Re: [PATCH v3 2/2] ksm: Optimize rmap_walk_ksm by passing a suitable address range

From: Hugh Dickins

Date: Mon Apr 06 2026 - 01:35:55 EST


On Mon, 6 Apr 2026, xu.xin16@xxxxxxxxxx wrote:
> >
> > But it's years since I worked on KSM or on anon_vma, so I may be confused
> > and my belief wrong. I have tried to test it, and my testcase did appear
> > to show 7.0-rc6 successfully swapping out even mremap-moved KSM folios,
> > but mm.git failing to do so.
>
> Thank you very much for providing such detailed historical context. However,
> I'm curious about your test case: how did you observe that KSM pages in mm.git
> could not be swapped out, while 7.0-rc6 worked fine?
>
> From the current implementation of mremap, before it succeeds, it always calls
> prep_move_vma() -> madvise(MADV_UNMERGEABLE) -> break_ksm(), which splits KSM pages
> into regular anonymous pages, which appears to be based on a patch you introduced
> over a decade ago, 1ff829957316(ksm: prevent mremap move poisoning). Given this,
> KSM pages should already be broken prior to the move, so they wouldn't remain as
> mergeable pages after mremap. Could there be a scenario where this breaking mechanism
> is bypassed, or am I missing a subtlety in the sequence of operations?
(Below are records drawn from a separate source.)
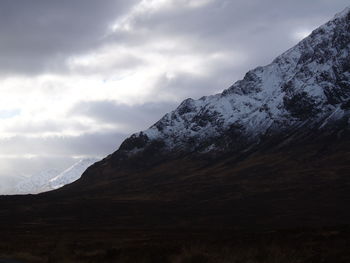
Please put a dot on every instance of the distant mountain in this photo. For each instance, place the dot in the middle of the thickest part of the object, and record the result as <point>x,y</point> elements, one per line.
<point>36,183</point>
<point>49,180</point>
<point>272,151</point>
<point>71,174</point>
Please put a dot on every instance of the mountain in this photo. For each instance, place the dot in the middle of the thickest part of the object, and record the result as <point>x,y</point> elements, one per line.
<point>271,152</point>
<point>274,145</point>
<point>36,183</point>
<point>49,179</point>
<point>306,87</point>
<point>71,174</point>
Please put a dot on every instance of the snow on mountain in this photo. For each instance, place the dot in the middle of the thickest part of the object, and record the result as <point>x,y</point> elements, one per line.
<point>36,183</point>
<point>309,85</point>
<point>50,179</point>
<point>71,174</point>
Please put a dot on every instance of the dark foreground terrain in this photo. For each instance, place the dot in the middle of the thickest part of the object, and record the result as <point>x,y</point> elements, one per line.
<point>258,173</point>
<point>275,203</point>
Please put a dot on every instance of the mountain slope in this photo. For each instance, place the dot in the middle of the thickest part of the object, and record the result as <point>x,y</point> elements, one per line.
<point>272,151</point>
<point>307,86</point>
<point>50,179</point>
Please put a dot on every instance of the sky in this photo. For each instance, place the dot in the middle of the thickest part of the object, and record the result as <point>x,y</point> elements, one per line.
<point>79,76</point>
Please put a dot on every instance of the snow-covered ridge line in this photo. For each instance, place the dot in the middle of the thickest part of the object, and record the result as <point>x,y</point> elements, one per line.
<point>51,179</point>
<point>306,84</point>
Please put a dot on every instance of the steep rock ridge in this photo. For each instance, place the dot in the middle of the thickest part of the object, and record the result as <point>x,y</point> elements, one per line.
<point>306,87</point>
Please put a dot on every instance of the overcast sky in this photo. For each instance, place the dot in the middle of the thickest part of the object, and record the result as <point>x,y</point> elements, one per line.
<point>78,76</point>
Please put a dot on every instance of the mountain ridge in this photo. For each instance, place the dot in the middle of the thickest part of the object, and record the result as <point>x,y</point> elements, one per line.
<point>306,87</point>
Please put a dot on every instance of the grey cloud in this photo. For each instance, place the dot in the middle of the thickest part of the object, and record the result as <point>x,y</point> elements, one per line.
<point>38,35</point>
<point>90,144</point>
<point>134,117</point>
<point>259,29</point>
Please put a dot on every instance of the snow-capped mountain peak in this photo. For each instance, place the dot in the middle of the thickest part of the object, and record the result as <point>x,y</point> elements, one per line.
<point>304,86</point>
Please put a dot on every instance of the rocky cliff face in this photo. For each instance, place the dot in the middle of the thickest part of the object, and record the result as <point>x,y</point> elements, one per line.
<point>307,87</point>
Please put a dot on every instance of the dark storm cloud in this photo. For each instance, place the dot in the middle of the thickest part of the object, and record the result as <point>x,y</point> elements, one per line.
<point>38,35</point>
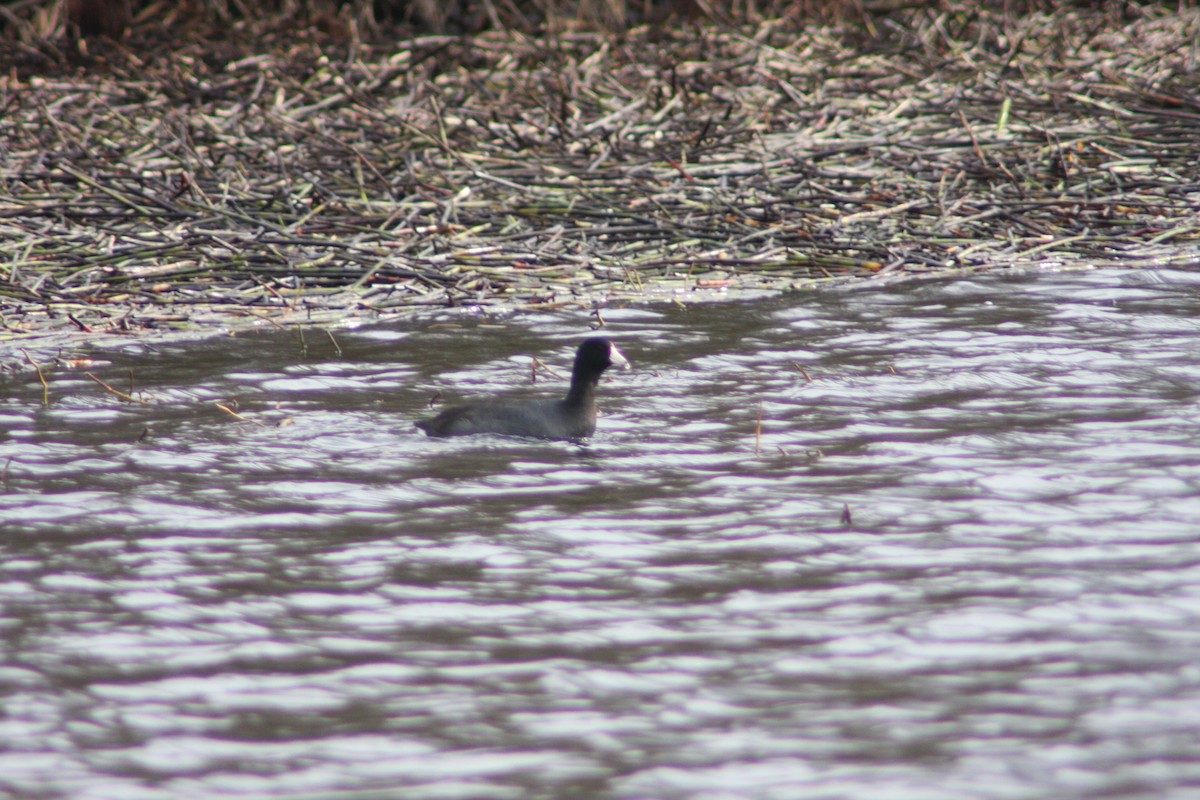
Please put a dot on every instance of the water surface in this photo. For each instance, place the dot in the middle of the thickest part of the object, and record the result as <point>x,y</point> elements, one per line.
<point>317,601</point>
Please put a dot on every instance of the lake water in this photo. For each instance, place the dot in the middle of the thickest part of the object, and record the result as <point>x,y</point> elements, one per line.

I'd completely forgotten that patch by now! But it's dealing with a
different issue; and note how it's intentionally leaving MADV_MERGEABLE
on the vma itself, just using MADV_UNMERGEABLE (with &dummy) as an
interface to CoW the KSM pages at that time, letting them be remerged after.

The sequence in my testcase was:

boot with mem=1G
echo 1 >/sys/kernel/mm/ksm/run
base = mmap(NULL, 3*PAGE_SIZE, PROT_READ|PROT_WRITE,
MAP_ANONYMOUS|MAP_PRIVATE, -1, 0);
madvise(base, 3*PAGE_SIZE, MADV_MERGEABLE);
madvise(base, 3*PAGE_SIZE, MADV_DONTFORK); /* in case system() used */
memset(base, 0x77, 2*PAGE_SIZE);
sleep(1); /* I think not required */
mremap(base + PAGE_SIZE, PAGE_SIZE, PAGE_SIZE,
MREMAP_MAYMOVE|MREMAP_FIXED, base + 2*PAGE_SIZE);
base2 = mmap(NULL, 512K, PROT_READ|PROT_WRITE,
MAP_ANONYMOUS|MAP_PRIVATE, -1, 0);
madvise(base2, 512K, MADV_DONTFORK); /* in case system() used */
memset(base2, 0x77, 512K);
print pages_shared pages_sharing /* 1 1 expected, 1 1 seen */
run something to mmap 1G anon, touch all, touch again, exit
print pages_shared pages_sharing /* 0 0 expected, 1 1 seen */
exit

Those base2 lines were a late addition, to get the test without mremap
showing 0 0 instead of 1 1 at the end; just as I had to apply that
pte_mkold-without-folio_mark_accessed patch to the kernel's mm/ksm.c.

Originally I was checking the testcase's /proc/pid/smaps manually
before exit; then found printing pages_shared pages_sharing easier.

Hugh